Shopline lol bottom of the barrel


----------



## Afazz (Feb 10, 2002)

Omni MTK isn't a big step up :laugh: That's the stuff I spray, but it's usually flattened for chassis parts. That stuff looks great for single stage sprayed in a barn!


----------



## prom king (Aug 14, 2004)

Hosting went dead  on these pictures


----------



## LT1M21Stingray (Sep 14, 2006)

prom king said:


> Another Single Stage job this on my Scirocco


Great work! :thumbup::beer:


----------



## prom king (Aug 14, 2004)

CC Hood









Sanded/Smooth Scirocco 2 Tail lights cleared


----------



## prom king (Aug 14, 2004)

Powder Chrome Hood Hinge









Crack in the corner of a used Audi TT Bumper









Hot staple repaired 

















After SEM problem plastic and some evercoat bodyfiller .... then some primmer


----------



## prom king (Aug 14, 2004)

Candy Purple 



















SICCKKK BROOO 

Lots of motorcycle parts for a Kawasaki 636


----------



## prom king (Aug 14, 2004)

636 Stunt tank,


----------



## prom king (Aug 14, 2004)




----------



## Ender92 (Jan 31, 2013)

Your work looks awsome dude!:heart::thumbup:


----------



## rommeldawg (May 25, 2009)

old greenhouse converted to shop or was that intentional for lighting? interesting idea either way. and of corse very nice work!


----------



## prom king (Aug 14, 2004)

Old greenhouse, converted.


----------



## TurboGliMK4 (Aug 27, 2009)

Good work man!


----------



## prom king (Aug 14, 2004)

Been busy over the last two weeks doing this.








Masked for Primer








Primed
Blocked then Re-Primed.

Then Sealed

























Based




















































This weekend is the bodykit


----------



## TurboGliMK4 (Aug 27, 2009)

can i send you a v/c lol !


----------



## prom king (Aug 14, 2004)

:thumbup:


----------



## dmonday (Jul 22, 2009)

Very nice. :thumbup:


----------



## prom king (Aug 14, 2004)




----------



## MaSeDoGG (Jan 22, 2004)

Your work looks great! 

I've been browsing around b/c I need some input. I am working on a set of BBS RC's. I thought they were shot peened, but they may just be media blasted. They have a dull textured aluminum finish. 
If I spray clear of this will it stick? And will it look good? 
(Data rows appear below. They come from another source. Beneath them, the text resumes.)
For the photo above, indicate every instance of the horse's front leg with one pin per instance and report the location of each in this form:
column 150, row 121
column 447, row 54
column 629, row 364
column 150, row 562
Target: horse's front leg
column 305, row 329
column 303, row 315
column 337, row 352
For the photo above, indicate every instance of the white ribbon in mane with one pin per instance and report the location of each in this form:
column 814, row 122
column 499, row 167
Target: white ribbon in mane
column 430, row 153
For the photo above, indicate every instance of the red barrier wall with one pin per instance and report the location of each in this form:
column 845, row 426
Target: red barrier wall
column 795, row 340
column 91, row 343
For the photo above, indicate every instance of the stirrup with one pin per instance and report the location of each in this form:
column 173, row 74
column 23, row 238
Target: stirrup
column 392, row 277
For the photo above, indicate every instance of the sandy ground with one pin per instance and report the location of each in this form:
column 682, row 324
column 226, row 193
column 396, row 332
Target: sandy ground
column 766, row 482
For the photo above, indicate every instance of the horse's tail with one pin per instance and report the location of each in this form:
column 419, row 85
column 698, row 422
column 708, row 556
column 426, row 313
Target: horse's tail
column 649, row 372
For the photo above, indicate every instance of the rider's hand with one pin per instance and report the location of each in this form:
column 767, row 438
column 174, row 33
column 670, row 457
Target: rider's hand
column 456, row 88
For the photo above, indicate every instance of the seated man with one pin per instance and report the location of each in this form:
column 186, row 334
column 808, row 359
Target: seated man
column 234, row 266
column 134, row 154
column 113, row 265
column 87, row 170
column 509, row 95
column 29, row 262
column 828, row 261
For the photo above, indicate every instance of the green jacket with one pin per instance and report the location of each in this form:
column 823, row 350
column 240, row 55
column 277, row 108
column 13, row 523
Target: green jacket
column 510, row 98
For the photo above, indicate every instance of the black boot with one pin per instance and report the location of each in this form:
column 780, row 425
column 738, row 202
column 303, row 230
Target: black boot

Otherwise, if I spray them silver, do I need to primer? Or, will paint stick to textured/ cleaned aluminum, and then clear over that. 

Thanks


----------



## Jayy (Jun 15, 2008)

good job dude your work looks amazing :thumbup:


----------



## prom king (Aug 14, 2004)

Thanks , after the vinyl wrapping. In these pictures they look red. However it's more of an orangey red.


----------



## prom king (Aug 14, 2004)

MaSeDoGG said:


> Your work looks great!
> 
> I've been browsing around b/c I need some input. I am working on a set of BBS RC's. I thought they were shot peened, but they may just be media blasted. They have a dull textured aluminum finish.
> If I spray clear of this will it stick? And will it look good?
> ...


 It's hard to say without looking at them. 
But it's always best to prime when you can. Priming gives you a nice uniform surface to work with, a tint-able color to get better color coverage, and piece of mind that nothings going to pop up and surprise you, 
I would have them blasted again or you scuff them with paper very well, prime, and then paint/clear.... I don't like to do things twice, there's nothing worse than a redo.


----------



## DunKeL GraU (Jul 12, 2008)

Very nice work. I may have to bring my wheels to you for some P/C. Are you located in Hampton Bays?


----------



## sardo_67 (Dec 26, 2009)

what do you use for equipment? is this your job or just something on the side because from your first post it sounds like you claim to be making it up as you go alone haha.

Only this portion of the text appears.